Ту же несвойственную ему обычно приветливость мир явил в отношении Никодима и в библиотеке. Немолодая служительница, умилившись, вероятно, его сравнительной юности и бесспорной неопытности, провела его большим кругом – по парадной лестнице, над которой нависал портрет фельдмаршала Румянцева (несколько расфокусированный взгляд графа указывал на неизбежность грядущего апоплексического удара), мимо пышущих золотом корешков прославленных вольнодумских библиотек – к каталожной комнате, где передала с рук на руки тому самому старичку, который сердито поглядывал на него в Староваганьковском переулке. Ныне, переодевшись во что-то форменное вроде халата, сделался он независим, деловит и относительно приветлив. «Ну-с, юноша, чем могу служить?» Никодим объяснил обе свои нужды. Выяснилось, что нужно заполнить особенную бумажку, называемую «требование», что Никодима неожиданно позабавило – настолько этот содержащийся в названии императив был противоположен той настойчивой робости, в которую обязан был погрузить читателя весь этот тяжеловесный антураж, от массивных бронзовых люстр до парадного портрета наследника цесаревича.

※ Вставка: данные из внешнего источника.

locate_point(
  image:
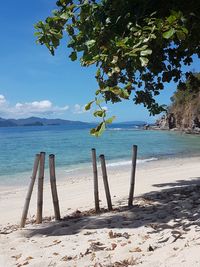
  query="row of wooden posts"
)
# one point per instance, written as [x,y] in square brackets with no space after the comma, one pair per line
[105,179]
[40,163]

Последний был запечатлен умелой кистью придворного художника в момент, почитавшийся тогда историческим, – когда после смерти своего родителя, последнего императора, он отказывается от коронации, предпочитая остаться в нынешнем наследническом статусе. Многолюдное полотно изображало что-то вроде искушения святого Антония, только бесы делились на несколько несмешивающихся групп – от правительства, от Государственной думы, от собственной его императорского величества канцелярии – и в середине, отвергая их посулы, стоял немолодой господин с усталым лицом, явно мечтавший поскорее убраться от этой докуки в кантон Граубюнден, где ему принадлежал уединенный замок, тщательно охранявшийся местной гвардией в красных мундирах и медвежьих шапках.
Никодим заполнил два требования индийским карандашиком, который как-то особенно уютно лег ему в руку, и, повинуясь указаниям старичка, перешел в читальный зал, усевшись по старой гимназической привычке в последнем ряду, за темный стол полированного дерева, под зеленой электрической лампой. Несколько десятков голов, склоненных над книгами в предыдущих рядах, показались ему чем-то вроде капустных кочанов, возросших на ниве просвещения, – были они неуловимо схожи: все мужские, по большей части лысоватые, а то и вовсе лысые; многие, очевидно, налившись книжной мудростью, не могли удержаться вертикально и клонились вниз. К одной была приделана пара удивительных, невиданных ушей – широкие, как у летучей мыши, розовые с синими на просвет жилками, поросшие редкой белесой шерстью, они заворожили Никодима масштабами своего бессмысленного совершенства: он готов был побиться об заклад, что владелец их как минимум тугоух, так что представляли они собой пример чистого искусства для искусства. Впрочем, на другой голове, в нескольких столах от той, что с великолепными ушами, красовался серебристый мотоциклетный шлем. Очевидно, владелец ее был человек известный и опасный, поскольку рядом с ним садиться никто не рисковал, так что вокруг сами собой образовались несколько рядов пустых столов. Никодим готов был продолжать антропологические наблюдения, но в этот момент ему принесли оба заказанных им издания. В «Памятной книжке» Шестопаловка отыскалась легко, но практической пользы от этого было немного: выяснилось, что постоянно в ней проживают 29 душ: 15 леди и 14 джентльменов. Ему сразу подумалось о том, как горько, должно быть, той единственной, кому не хватило пары, – впрочем, рассуждение это было схоластическим, не принимавшим в виду юниц и старух, так что Никодим его отбросил. Кроме того, при деревне имелось столько-то пахотных земель, некоторое количество крупного рогатого скота и, вероятно, без счета мелкого – но ни о том, как туда добираться, ни тем более где искать руины башни, в книге ни слова не было. Никодим отложил ее в сторону и обратился к газетной подшивке.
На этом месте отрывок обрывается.